SHARE OGRIN’S MESSAGE TO NORMAN: IF YOU’VE GOT A DRIVER, USE IT

Take that driver out of your bag, you wimp!

That was the message David Ogrin sent to Greg Norman, who has criticized Oakmont Country Club's layout for taking the driver out of the golfers' hands. Ogrin strongly disagrees."If he really meant it, he's a wimp," Ogrin said. "If the hole calls for a driver, then . . . drive it! I played with a guy (Japan's Haijime Meshiai) who is about half Norman's size and he hit it long and straight with a driver. Any good driver should be able to drive these holes."

Unlike Norman, who has basically disdained the driver for a 1-iron, Ogrin said he hit a driver on all but three holes.

Ogrin didn't fully drive his point across: he finished 74-77 - 151 to miss the cut. Norman is at 71-71 - 142, six shots behind leader Colin Montgomerie.

MAD HATTER: John Daly's crewcut made Oakmont's 95-degree heat more bearable, and so did his headgear. He turned his golf cap around backwards, emulating the style of millions of American high schoolers. He's $30 million richer thanks to his new Wilson Sporting Goods endorsement deal but he couldn't buy a birdie, missing the cut at 81-73-154.

NO SHORTS STORY: Forrest Fezler made history of sorts - err, rather of shorts - when he became the first (and last) golfer to wear shorts in the U.S. Open at Oakmont in 1983.

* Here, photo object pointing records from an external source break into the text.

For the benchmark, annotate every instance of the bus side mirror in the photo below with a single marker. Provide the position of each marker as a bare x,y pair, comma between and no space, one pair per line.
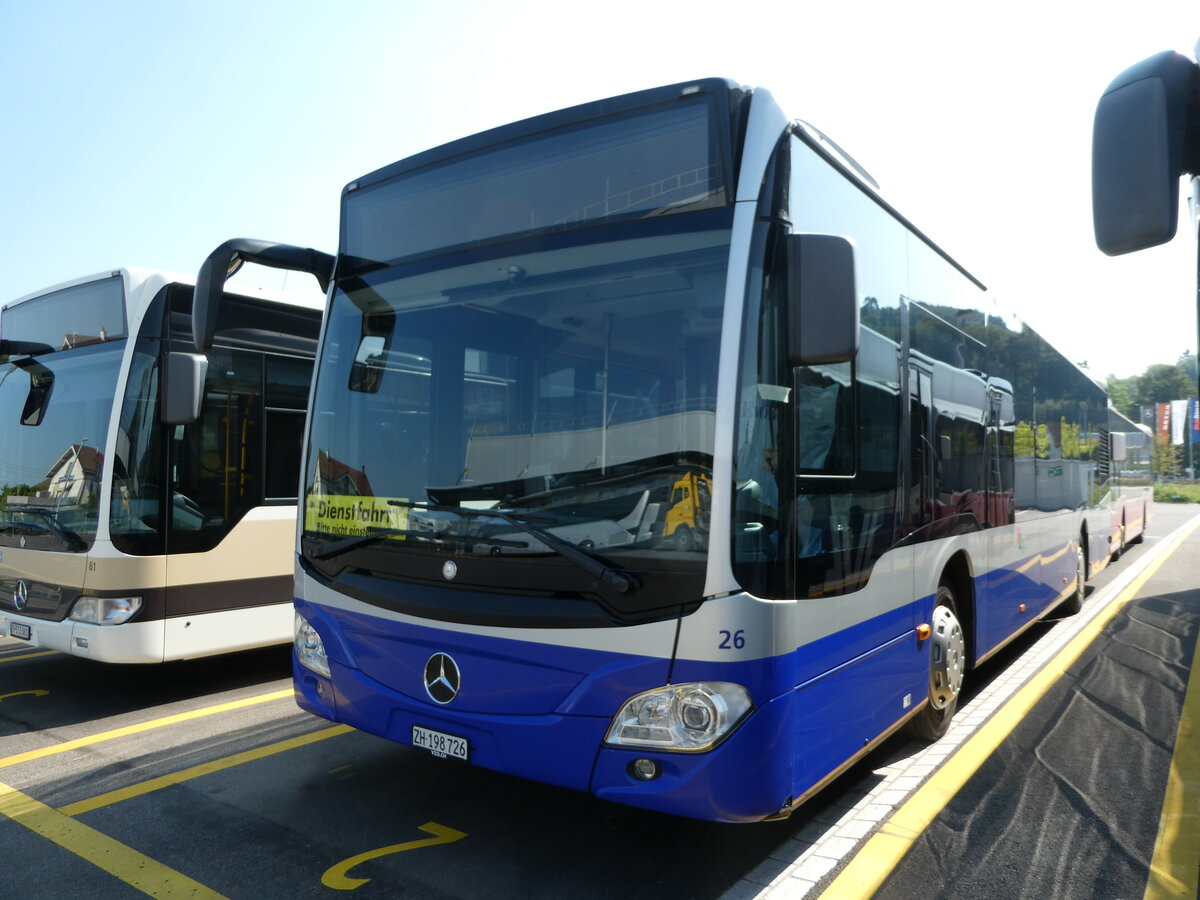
1117,451
221,264
184,388
1139,150
41,385
822,300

The sauna-like heat of Oakmont has some wondering if the U.S. Golf Association shouldn't relent and permit golfers to wear shorts on brutally hot days.

Tom Watson hopes they don't.

"I think there is a certain decorum that we ought to keep out there," he said. "Just wear cotton pants and feel fine. I mean look at those Englishmen (during the British Open) . . . I mean they look like beets. I'll never forget the British Open of 1977, I mean those Englishmen and Scotsmen, (with) their shirts off, they were red as a lobster. They got sunburned out there."

I LOVE A GOLFER WITH A S-L-O-W HAND?: The uncomfortable heat has led to rounds lasting as long as 51/2 hours, a trend that concerns the sponsoring USGA. Golfers who went off in the early morning, before temperatures climbed into the 90s, completed their rounds considerably faster than those playing in the heat of the day.

"We certainly were watching it," said Judy Bell, a USGA vice-president. "It is a big concern for us and we would like to have a solution to this. We have heard from the players that extremely difficult greens were causing people to take a lot of time."

The USGA's only course of action is to slap a golfer with the rarely invoked two-stroke penalty for delaying play.

"We can't just arbitrarily go out there and say, `Bang, I mean, two shots, that is not it," Bell said.